Algorithmic Assertions - Craig Gidney's Computer Science Blog

Ultradense Coding would allow FTL Signalling

29 May 2016

The title spoils the question, but I'll ask it anyways: how do we know that there's no clever way to pack more than 2 bits into a transmitted qubit?

Initially, people assumed that Holevo's theorem implied the bit-per-sent-qubit limit was 1. (Roughly speaking, the theorem says that you can encode at most $n$ bits of retrievable information into $n$ qubits.) But, in 1992, Charles Bennett et al. figured out a way to sidestep the theorem: pre-shared entanglement. By burning an EPR pair that was sent ahead of time, superdense coding can pack 2 bits into a single qubit.

So now we think the bit-per-sent-qubit limit is 2 (and there are theorems about it). But, intuitively speaking, how do we know there's not another accidental assumptions being overlooked? It happened once, so maybe it can happen again, right?

Well... probably not. Things go kind of crazy if you can pack more than 2 bits into a qubit.

Iterating $(2+\epsilon):1$ into $\infty:1$

Suppose you discovered an amazing ultradense coding scheme that packed 3 bits into 1 qubit of bandwidth. You tell Alice and Bob about the scheme, and they decide to test it out.

Bob picks a million bits of information to send to Alice. Using your ultradense coding scheme, he packs the million bits-to-be-sent into 333334 qubits. But he doesn't stop there, we're just getting started.

Superdense coding turns quantum bandwidth into classical bandwidth, but there's also a process for turning classical bandwidth into quantum bandwidth: quantum teleportation. Using quantum teleportation, Bob can encode the 333334 ultradense-coded qubits into 666668 bits. Then, using your ultradense coding scheme again, Bob can pack those 666668 bits into into 222223 qubits. Follow it up with another teleportation, and those 222223 qubits become 444446 bits. Hmm.

One more cycle of ultradense coding and quantum teleportation, and we're down to 296298 bits. Then 197532 bits. Then 131688 bits. Then 87792 bits. And so forth all the way down to a mere 4 bits (where we hit a floor because $2 \lceil \frac{4}{3}\rceil = 4$). With one last application of ultradense coding, Bob has 2 qubits that, when transmitted, allow Alice to recover the entire million bit message.

Alice will burn megabits of entanglement while unpacking the message, but the point is that the reasonable $3:1$ advantage has grown into a crazy $500000:1$ advantage. Any advantage greater than $2:1$, including tiny advantages like $2.1:1$, become arbitrarily large when repeatedly alternated with quantum teleportation.

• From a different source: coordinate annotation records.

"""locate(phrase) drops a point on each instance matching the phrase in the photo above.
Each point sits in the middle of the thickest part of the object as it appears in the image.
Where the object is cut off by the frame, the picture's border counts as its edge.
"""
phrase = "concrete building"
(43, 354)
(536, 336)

But it's not just that we can send arbitrarily many bits per qubit: we can send arbitrarily many bits per bit. Bob can use iterative ultradense-coding/teleportation to send a million bit message to Alice by only sending 4 seed bits.

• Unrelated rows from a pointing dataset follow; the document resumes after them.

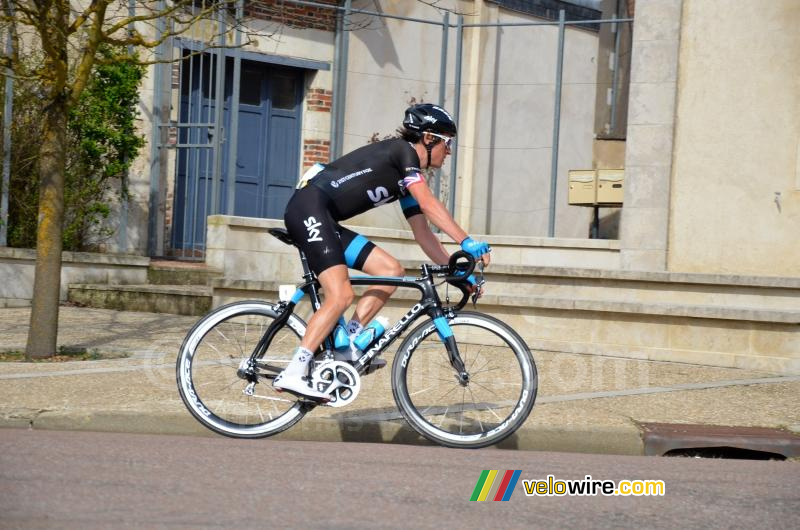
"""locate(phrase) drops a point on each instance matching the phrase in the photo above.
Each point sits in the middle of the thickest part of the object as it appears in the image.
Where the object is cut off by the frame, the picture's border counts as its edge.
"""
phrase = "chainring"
(339, 380)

... Yeah, there's no way that's not going to lead to insane powers.

Guessing the Message

Because the seed message is only 4 bits, Alice has decent odds of just guessing it. She'll guess wrong and trash the message the majority of the time but, by using an error correcting code, she can tell whether or not the guess was correct or she trashed the message. And by repeating the protocol enough times, we can increase the odds of the message being received arbitrarily close to certainty.

(Side note: I'm implicitly assuming that, if Alice uses the wrong seed, she gets a totally random message. Or at least a message that isn't guaranteed to follow the error correction scheme better than chance would. The alternative, where Alice receives noise that's uncorrelated with the message and yet somehow satisfies arbitrary error correction schemes, is waaay too magical for me to even consider.)

Suppose Alice and Bob perform the iterated-ultradense-encode-and-guess process 100 times. That gives a failure rate of $\left( \frac{15}{16} \right)^{100} \approx 0.2$%. Sure it's a hundred times more work than just sending the 4 bits, and less likely to succeed to boot, but the new protocol doesn't require any bits to be physically transmitted. There's no signalling delay!

(Hell, Alice could even perform the decoding process before Bob did the encoding. But we're already so far into 'everything is clearly broken' territory that creating time travel paradoxes is overkill.)

Basically, any ultradense coding scheme gives us a way to communicate using only entanglement. And that violates the no-communication theorem, which is embedded deep in quantum mechanics (it's a trivial consequence of the fact that $A \otimes I$ commutes with $I \otimes B$). A lot of math would have to break for that theorem to be wrong.


A $(2+\epsilon):1$ bit-per-qubit coding scheme can be bootstrapped into an $\infty:1$ bit-per-bit coding scheme.

An $\infty:1$ bit-per-bit coding scheme, combined with error correcting codes, allows the receiver to guess at the message and find out whether they got the guess right. This creates a faster than light communication mechanism.

Therefore there is no $(2+\epsilon):1$ bit-per-qubit coding scheme.